The model offers “a lot of flexibility for alternative mechanisms," Simmons says.

"Whether it is enhancing the resources available to strengthen protection and enforcement within existing protected areas, or funding bottom-up, community-led conservation initiatives, such as indigenous protected areas or various agri-environmental schemes to promote conservation in production landscapes.”

China's proposed Belt and Road Initiative, first launched in 2013

World Bank

What’s next — There are “several challenges that will need to be overcome” for debt-for-climate swaps to become a reality, with the first challenge being “political buy-in from China," Simmons says.

Anthony Rowley, an Asian financial expert who focuses on Chinese debt and is author of the recent book Foundations of the Future: the Global Battle for Infrastructure, agrees. He tells Inverse the concept of debt-for-nature swaps are “very imaginative and constructive." Rowley was not involved in the study.

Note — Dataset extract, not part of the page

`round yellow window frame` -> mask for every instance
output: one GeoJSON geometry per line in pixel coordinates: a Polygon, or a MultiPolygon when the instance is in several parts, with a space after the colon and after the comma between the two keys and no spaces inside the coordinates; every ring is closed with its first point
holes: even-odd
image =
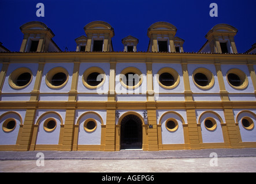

The “entire world would benefit” from these credit swaps, Rowley says.

China would take the largest hit by losing any possibility of financially recouping their loans, however.

“There would presumably need to be some way of compensating China,” Rowley says. He suggests China could claim the carbon offsets derived from the swaps “for itself.”

Swaps could also prove tempting to China’s government and the Chinese Communist Party, allowing them to “publicize the exercise as an example of enlightened self interest," he says.

Implementing debt-for-nature and debt-for-climate swaps would “certainly” go a long way towards silencing critics of Belt and Road, Rowley says.

Even with political buy-in from the Chinese Communist Party, there would still be many challenges along the path — “from negotiations to on-ground enforcement,” Simmons says.

A current running through all of these challenges will be making such abstract financial decisions feel real to people on the ground.

Most importantly, governments need to “generate support from local communities, and prioritize actions that can realistically mitigate threats to nature, climate, and people in their own unique context," Rowley says.